The reports were followed by several pages of photocopied photographs taken at the scene of the murder. Although blurred and in black-and-white, they were clear enough to give a good idea of the horrific scene. Now Thóra understood even better the shock of the man who found the body, and she doubted he would ever recover.

 

 

The alarm on Thóra's mobile reminded her that it was a quarter to five. She hurriedly flipped through to the final section, on the autopsy.
How strange,
she thought, and stood up. There was nothing behind the seventh divider. The section was empty.

 

 

 

CHAPTER 5

Thóra reached the day care on time. She met the mother of one of her daughter's classmates outside in the parking lot. The woman looked at the car with its garage logo and smiled, clearly convinced that Thóra had started going out with some grease monkey. Thóra itched to chase after her and explain that her relationship with the mechanic was strictly business, but instead she walked straight across the school grounds. Sóley went to Mýrarhúsaskóli in Seltjarnarnes, which was not far from where Thóra worked on Skólavördustígur—less than ten minutes' drive. When she divorced Hannes just over two years before, Thóra had made a firm stand about keeping their house in Seltjarnarnes, even though she had had great difficulty paying for his half.

 

 

Seltjarnarnes was a small town on a peninsula off Reykjavík's western coast. The surrounding sea was the town's most distinctive feature and somehow managed to make the residents feel they were surrounded by nature, despite the closeness of downtown. It was perfect for families with children, so property there was in high demand. Thóra was thankful that their house had been appraised before the surge in real estate prices started. Were she getting divorced now, she would not have had a prayer of keeping the house. Of course, this was unspeakably irritating to Hannes, who had nightmares about how much she must have made on the deal. Although she regarded the house as a home rather than an investment, Thóra was pleased about the profit she made on it, really only because of how much it annoyed her ex. The divorce had not exactly been on good terms, although they tried to keep their relationship polite for the children's sake. A geographical analogy would be India and Pakistan—trouble was always brewing, although it rarely boiled over.

 

 

Thóra went inside and looked around the hall. Most of the children had already gone home. This did not really surprise her, and she had the guilty thought that she was not a good mother.
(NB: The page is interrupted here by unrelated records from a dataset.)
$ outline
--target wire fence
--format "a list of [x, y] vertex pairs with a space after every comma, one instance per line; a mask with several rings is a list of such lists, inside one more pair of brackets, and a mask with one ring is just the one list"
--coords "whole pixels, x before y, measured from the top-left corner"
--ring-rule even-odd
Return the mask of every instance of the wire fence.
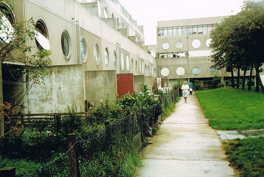
[[[45, 149], [45, 153], [53, 152], [52, 159], [54, 159], [51, 161], [51, 154], [46, 155], [50, 160], [44, 163], [45, 164], [42, 167], [34, 171], [16, 176], [102, 176], [102, 174], [100, 173], [102, 172], [99, 169], [109, 167], [109, 164], [105, 164], [106, 158], [112, 158], [119, 161], [123, 158], [122, 153], [131, 149], [138, 150], [147, 145], [149, 137], [153, 134], [152, 128], [158, 128], [160, 111], [158, 106], [155, 105], [131, 113], [129, 110], [123, 110], [48, 116], [13, 115], [12, 119], [14, 122], [19, 120], [24, 127], [23, 130], [18, 134], [15, 134], [15, 136], [16, 135], [20, 138], [29, 139], [28, 140], [32, 144], [29, 144], [32, 146], [29, 149], [41, 149], [40, 148], [42, 146], [41, 150]], [[113, 114], [117, 115], [116, 117], [120, 118], [118, 120], [113, 119], [111, 118], [115, 116]], [[94, 127], [92, 130], [89, 129], [89, 127], [94, 127], [89, 126], [94, 122], [98, 127], [95, 130]], [[8, 147], [7, 145], [6, 148]], [[10, 145], [9, 145], [10, 148]], [[26, 149], [26, 148], [23, 148]], [[37, 158], [35, 156], [43, 154], [39, 154], [41, 152], [38, 152], [38, 149], [35, 150], [27, 152], [25, 156], [32, 155], [33, 156], [30, 158], [34, 159]], [[8, 150], [11, 151], [12, 150]], [[54, 152], [56, 152], [55, 158]], [[16, 154], [24, 152], [21, 151]], [[31, 155], [30, 153], [34, 154]], [[118, 176], [117, 174], [121, 172], [116, 170], [105, 170], [104, 175], [109, 176], [112, 174], [113, 176]]]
She had followed the Icelandic tradition—have your baby, take six months off, and then reenter the rat race. Nobody stayed at home after having kids, so Thóra knew that she was no better or worse than other mothers. This did not stop her from feeling bad from time to time, though. Mother, woman, maiden: the line from the old poem ran through her mind before she realized that the word "woman" hardly suited her. She had not made a single male acquaintance in the two years since her divorce. Suddenly she was seized by a great yearning to make love to a man. She gave herself a gentle shake; it was difficult to imagine a less appropriate place to think about sex. What was wrong with her?